Spam and community driven sites

Date: Mon Jan 07 2008
Some of the people out there want to use community driven sites for purposes other than the community would desire. To put it bluntly, spammers are looking to use every trick and hook and crookery way to get their message out there. They seem to not care that they're ruining life for the rest of us. Just as they're willing to bury the email networks in an onslaught of sludge masquerading as email, so are they willing to bury websites in sludge masquerading as website content or comments on website postings.

One strain of spammers have software which can automatically make postings to comment forms on websites. Unless your blog or forum software works to prevent nefarious comments, this software will allow spammers to bury your site with spammy comments and once your site becomes known for hosting spammy comments the search engines and users will shun you.

CAPTCHA and other methods to reducing SPAM covers methods to use in a Drupal driven site to block SPAM. Most of the methods I cover are automated means to spoil SPAM software from doing its job.

Fighting Wiki SPAM contains some interesting thoughts about SPAM on community sites. It's focused on wiki's but some of the points are very generalizable. He doesn't think too highly of automated methods to block SPAM from a community site, seemingly because the automated methods can block legitimate content. He has a point, in that CAPTCHA's and other methods that ask a human to prove they're human, these can also turn people off.

And in some cases CAPTCHA's are plain hard to use or flaky. However not every site that allows comments has a significant community driving it. I believe that if there were a significant community driving a web site, then the community could do its own policing. On the other hand the same software is often used by an individual or small set of people, and the ability of robotic SPAM software to inject sludge into websites can easily overwhelm the capacity of a small group of people.
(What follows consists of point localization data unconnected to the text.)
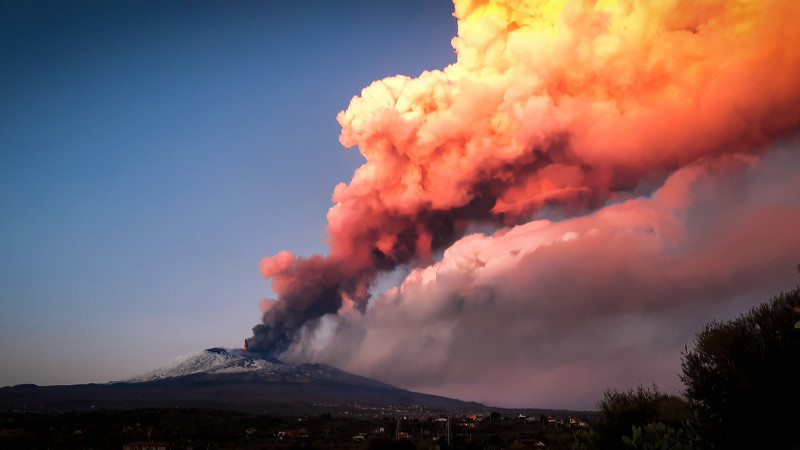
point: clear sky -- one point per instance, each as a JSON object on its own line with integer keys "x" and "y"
{"x": 151, "y": 153}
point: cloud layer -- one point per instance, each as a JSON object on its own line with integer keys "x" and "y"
{"x": 555, "y": 109}
{"x": 552, "y": 313}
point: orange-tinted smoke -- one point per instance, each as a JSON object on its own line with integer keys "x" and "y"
{"x": 551, "y": 103}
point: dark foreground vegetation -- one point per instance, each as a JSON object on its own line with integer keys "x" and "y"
{"x": 202, "y": 429}
{"x": 742, "y": 390}
{"x": 741, "y": 382}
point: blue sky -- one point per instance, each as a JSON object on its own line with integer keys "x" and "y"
{"x": 151, "y": 153}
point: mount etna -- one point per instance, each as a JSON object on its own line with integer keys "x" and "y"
{"x": 233, "y": 379}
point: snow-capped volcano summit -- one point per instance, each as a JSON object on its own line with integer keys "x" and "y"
{"x": 218, "y": 378}
{"x": 213, "y": 361}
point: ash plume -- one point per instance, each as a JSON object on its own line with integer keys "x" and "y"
{"x": 549, "y": 104}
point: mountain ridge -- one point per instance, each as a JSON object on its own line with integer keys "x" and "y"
{"x": 234, "y": 379}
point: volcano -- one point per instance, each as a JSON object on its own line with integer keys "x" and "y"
{"x": 233, "y": 379}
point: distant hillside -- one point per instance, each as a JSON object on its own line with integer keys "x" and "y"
{"x": 234, "y": 380}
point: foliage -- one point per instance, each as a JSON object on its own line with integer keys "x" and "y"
{"x": 742, "y": 375}
{"x": 619, "y": 411}
{"x": 658, "y": 436}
For example I used to participate in trackbacks -- they're a nice feature, that's a nice way for a blogger to notify another site that a blog posting was made about a posting on the other site. However I found my site being hammered with SPAM trackback notifications. By 'hammered' I mean that I would find thousands of these trackback postings at a time, and it would cost the spammer very little resources to send a trackback to my site. I would dutifully delete page after page of this sludge, only to see more show up the next week. I installed Drupal modules which promised to detect likely spammers using word or phrase matching, blacklist matching, etc, and these methods were very unsatisfactory. The SPAM blocker which did word or phrase matching, well, the spammers would regularly use a new set of words. In the end I turned off the trackback feature, and came to the conclusion that the spammers have available high speed computers and high speed Internet connections, and their software can rapidly overwhelm my ability to manually weed out SPAM. As a result I like certain automated methods to block potential SPAM, but of course not all the methods.